Unplug it from mains power :)

But seriously: the Pi has a "base" power usage when run headless, without anything plugged in (no monitor, no usb devices, just the power supply). Use a Kill-A-Watt meter to measure the powerusage of this setup. Then do the following:

If you want to further reduce this power usage, you can look into disabling a few things.

  • According to this article, if you have an rPi2, you can reduce
    the number of cores by adding the following lines into
    /boot/cmdline.txt:

    # replace N with the number of cores you want to keep using
    maxcpus=N

  • You could look into disabling power to the USB bus by issuing the following (from this post on this forum):

    echo 0x0 > /sys/devices/platform/bcm2708_usb/buspower

    NOTE OF WARNING: This might also disable your network port, so don't use this in a headless setup until you have made sure you can recover from it.

Use the Kill-A-Watt meter to check the impact these changes have to power usage.

If you need to use additional devices, such as an HDMI monitor, USB devices including WiFi dongles etc., keep the Kill-A-Watt meter hooked up to your Pi and look at the impact of adding each device in (shut down Pi, add 1 device, reboot Pi, make sure device is in use (E.g.

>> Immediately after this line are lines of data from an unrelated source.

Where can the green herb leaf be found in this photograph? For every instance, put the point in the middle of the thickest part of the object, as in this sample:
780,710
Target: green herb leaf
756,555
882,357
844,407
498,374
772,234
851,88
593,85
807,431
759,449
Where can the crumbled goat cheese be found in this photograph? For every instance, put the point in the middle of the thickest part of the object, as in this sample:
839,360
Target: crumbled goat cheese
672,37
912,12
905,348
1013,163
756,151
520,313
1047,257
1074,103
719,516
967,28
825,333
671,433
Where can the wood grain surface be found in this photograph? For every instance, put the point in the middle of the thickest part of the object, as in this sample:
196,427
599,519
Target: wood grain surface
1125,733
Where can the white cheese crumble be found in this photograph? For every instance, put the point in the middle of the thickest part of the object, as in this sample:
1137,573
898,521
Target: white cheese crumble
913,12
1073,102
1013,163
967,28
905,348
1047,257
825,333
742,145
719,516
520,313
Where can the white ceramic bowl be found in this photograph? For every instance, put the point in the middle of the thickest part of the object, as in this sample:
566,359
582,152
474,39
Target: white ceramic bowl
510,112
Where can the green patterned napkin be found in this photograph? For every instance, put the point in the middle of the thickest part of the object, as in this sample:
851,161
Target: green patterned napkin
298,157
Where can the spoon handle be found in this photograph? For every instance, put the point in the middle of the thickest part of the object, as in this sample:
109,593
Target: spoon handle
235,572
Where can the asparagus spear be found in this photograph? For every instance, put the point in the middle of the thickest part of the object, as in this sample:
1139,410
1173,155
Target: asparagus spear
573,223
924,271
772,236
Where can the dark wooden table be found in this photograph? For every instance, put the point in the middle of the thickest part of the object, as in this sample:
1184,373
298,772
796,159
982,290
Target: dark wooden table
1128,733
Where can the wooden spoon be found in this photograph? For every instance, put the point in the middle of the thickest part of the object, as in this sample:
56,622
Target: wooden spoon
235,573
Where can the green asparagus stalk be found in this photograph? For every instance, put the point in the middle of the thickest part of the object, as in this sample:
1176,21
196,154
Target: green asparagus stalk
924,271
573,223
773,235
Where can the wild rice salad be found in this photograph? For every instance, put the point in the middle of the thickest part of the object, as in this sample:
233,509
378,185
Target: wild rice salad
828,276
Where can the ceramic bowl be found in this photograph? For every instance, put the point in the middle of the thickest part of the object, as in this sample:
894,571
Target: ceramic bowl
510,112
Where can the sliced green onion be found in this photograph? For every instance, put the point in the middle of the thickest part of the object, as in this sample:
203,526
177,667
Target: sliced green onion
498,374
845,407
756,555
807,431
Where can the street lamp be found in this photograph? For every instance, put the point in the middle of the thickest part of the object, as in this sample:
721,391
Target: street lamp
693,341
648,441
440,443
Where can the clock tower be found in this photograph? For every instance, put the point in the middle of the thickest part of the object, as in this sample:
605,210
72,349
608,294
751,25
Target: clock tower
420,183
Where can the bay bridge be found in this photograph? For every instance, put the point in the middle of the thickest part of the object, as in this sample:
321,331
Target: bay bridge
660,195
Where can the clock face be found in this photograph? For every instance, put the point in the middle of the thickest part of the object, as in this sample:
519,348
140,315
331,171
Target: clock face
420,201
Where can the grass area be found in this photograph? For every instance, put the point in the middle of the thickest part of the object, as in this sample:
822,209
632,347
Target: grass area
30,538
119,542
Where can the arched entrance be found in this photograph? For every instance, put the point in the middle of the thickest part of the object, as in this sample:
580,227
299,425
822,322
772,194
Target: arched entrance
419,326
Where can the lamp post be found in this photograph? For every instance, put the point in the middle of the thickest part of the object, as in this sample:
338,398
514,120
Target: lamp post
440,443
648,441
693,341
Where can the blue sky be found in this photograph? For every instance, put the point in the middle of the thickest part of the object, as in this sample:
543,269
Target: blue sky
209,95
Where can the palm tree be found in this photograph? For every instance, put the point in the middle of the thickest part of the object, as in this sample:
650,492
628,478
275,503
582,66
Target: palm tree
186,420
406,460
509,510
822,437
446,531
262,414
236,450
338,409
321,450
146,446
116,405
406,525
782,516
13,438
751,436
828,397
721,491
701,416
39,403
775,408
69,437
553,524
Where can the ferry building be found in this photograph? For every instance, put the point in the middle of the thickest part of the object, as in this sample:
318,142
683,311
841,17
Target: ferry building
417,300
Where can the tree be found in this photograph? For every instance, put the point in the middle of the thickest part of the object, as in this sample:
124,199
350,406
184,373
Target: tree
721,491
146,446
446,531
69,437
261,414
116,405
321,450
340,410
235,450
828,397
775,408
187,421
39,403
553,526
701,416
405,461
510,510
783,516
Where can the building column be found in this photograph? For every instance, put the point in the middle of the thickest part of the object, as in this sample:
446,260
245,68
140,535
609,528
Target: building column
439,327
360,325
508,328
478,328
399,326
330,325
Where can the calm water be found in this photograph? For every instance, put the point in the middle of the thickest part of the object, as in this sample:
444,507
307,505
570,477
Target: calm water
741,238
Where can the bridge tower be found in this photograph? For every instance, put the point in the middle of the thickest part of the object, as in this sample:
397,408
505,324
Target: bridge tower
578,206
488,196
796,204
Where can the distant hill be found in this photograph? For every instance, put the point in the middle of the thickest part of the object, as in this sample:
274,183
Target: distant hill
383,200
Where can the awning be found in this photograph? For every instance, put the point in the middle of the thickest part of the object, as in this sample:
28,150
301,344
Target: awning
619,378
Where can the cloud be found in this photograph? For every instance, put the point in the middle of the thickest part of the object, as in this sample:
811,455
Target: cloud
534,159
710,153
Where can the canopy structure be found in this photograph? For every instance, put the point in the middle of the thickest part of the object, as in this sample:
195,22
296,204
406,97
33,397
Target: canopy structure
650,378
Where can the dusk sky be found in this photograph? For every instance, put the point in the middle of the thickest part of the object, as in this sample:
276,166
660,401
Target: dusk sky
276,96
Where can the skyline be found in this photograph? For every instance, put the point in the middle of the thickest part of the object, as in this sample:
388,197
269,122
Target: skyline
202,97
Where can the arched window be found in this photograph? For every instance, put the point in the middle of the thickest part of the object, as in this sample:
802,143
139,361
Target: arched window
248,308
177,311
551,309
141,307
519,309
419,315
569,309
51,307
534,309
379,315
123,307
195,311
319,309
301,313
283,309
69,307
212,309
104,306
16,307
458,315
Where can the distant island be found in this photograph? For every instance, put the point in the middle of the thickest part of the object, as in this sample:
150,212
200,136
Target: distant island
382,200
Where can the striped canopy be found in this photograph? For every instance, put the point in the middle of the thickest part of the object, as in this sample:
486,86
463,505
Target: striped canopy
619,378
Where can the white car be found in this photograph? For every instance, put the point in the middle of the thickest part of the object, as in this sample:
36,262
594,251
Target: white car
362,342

WiFi dongle is connected/connecting to network) and observe the output of the Kill-A-Watt meter.

5
  • will a low arm_freq_min reduce power usage? my meter isn't sensitive enough to tell me :)
    – ths
    Jun 17, 2015 at 12:16
  • It probably will, but ever-so-slightly. That's why your meter can't tell you
    – Phil B.
    Jun 17, 2015 at 12:35
  • It won't unless you reduce to voltage.
    – bot47
    Jun 17, 2015 at 16:24
  • @MaxRied Actually, it would! the power used by a CPU can be determined by P = CV^(2)f, and so if you lower frequency, you're proportionally lowering power.
    – tuskiomi
    Jun 19, 2017 at 15:59
  • maxcpus=1 makes my rpi 3 model b not able to boot properly SOMETIMES Jun 30, 2017 at 11:52
8

Other things you may want to search for include disabling the LEDs, disabling HDMI out and 'nohz' kernel option to alter the tick interrupts from periodic clocks.

Articles I've seen also suggest that Kill A Watt measurements are pretty inaccurate at low current levels, use a bench meter if you have one available.